This is a few notes on building a scraping pipeline. A scraping pipeline is an application that takes data from a website and spits it out in a format suitable for another project.
These thoughts are based on a current project where I need to scrape various websites and build a triple store. And example is the website ug.dk that holds Danish educations, institutions, jobs, campuses etc. I have build a setup that can create an updated triple store with fallback on old data for resources that is not available.
To build this scraper, there are some core principles that has lead decision making.
- Take care of the host. Don't needlessly burden the site that provide data
- Interruption, resources might not always be available on the internet
- Fun, it should be fun to develop and I want to reduce iteration time.

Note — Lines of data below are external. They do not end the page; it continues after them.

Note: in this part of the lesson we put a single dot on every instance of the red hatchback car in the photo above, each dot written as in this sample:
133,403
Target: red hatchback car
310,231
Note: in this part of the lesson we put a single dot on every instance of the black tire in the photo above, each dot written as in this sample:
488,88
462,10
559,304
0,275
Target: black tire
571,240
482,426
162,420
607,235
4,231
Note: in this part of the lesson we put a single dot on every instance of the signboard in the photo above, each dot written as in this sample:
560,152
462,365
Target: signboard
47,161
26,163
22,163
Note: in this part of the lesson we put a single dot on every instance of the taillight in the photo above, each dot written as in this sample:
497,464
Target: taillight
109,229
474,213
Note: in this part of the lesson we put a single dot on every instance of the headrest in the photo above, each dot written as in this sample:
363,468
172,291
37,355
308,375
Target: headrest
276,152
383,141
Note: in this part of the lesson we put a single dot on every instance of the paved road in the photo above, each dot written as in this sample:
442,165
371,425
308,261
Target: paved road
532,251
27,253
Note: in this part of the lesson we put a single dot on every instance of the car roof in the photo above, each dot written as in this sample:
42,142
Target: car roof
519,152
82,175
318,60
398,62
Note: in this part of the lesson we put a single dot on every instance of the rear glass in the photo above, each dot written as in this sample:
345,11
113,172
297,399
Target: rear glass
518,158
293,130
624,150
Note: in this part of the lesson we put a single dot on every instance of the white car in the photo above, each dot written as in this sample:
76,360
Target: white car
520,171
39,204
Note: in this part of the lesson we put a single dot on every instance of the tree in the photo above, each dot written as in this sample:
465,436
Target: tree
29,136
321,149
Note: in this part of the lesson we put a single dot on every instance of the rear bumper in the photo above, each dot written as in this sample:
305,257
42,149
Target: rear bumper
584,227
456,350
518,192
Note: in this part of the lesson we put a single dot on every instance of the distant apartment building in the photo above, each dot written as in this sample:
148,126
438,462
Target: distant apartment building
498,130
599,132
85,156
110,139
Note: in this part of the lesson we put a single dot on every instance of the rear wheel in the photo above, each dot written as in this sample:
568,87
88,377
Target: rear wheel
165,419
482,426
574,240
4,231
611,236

Think incremental Scraping
Get a full minimal pipeline up running ASAP. From there it is a matter of enriching data and incrementally enhance the pipeline.
Check both the code and the data into git. When a full version of the scraper is done, and data is scraped, commit the resulting data. Diffs can be used to see what data has changed since last scrape or it can be used to revert data back when introducing bugs in the pipeline. For that reason, save data in a human readable format eg. JSON. Make sure that serializer saves it in a prettified format to make beautiful diffs.
Find a good tradeoff between saving entities as individual files or bundling them in individual files. GitHub handles files up to 100MB, on the other hand, having several hundred thousands files can be less practical.
Separate data fetch and processing
Make a script to save data to the disk in a format that closely mimics the format from the source website. Make sure that runs are non destructive, enriching / updating existing entities instead of destroying existing data and re-fetching.
Make another script that takes data saved from the website and transforming it into the target format. Let the scraper fetch files while working on this. Work on this script on a subset of the source files to ensure fast iteration times.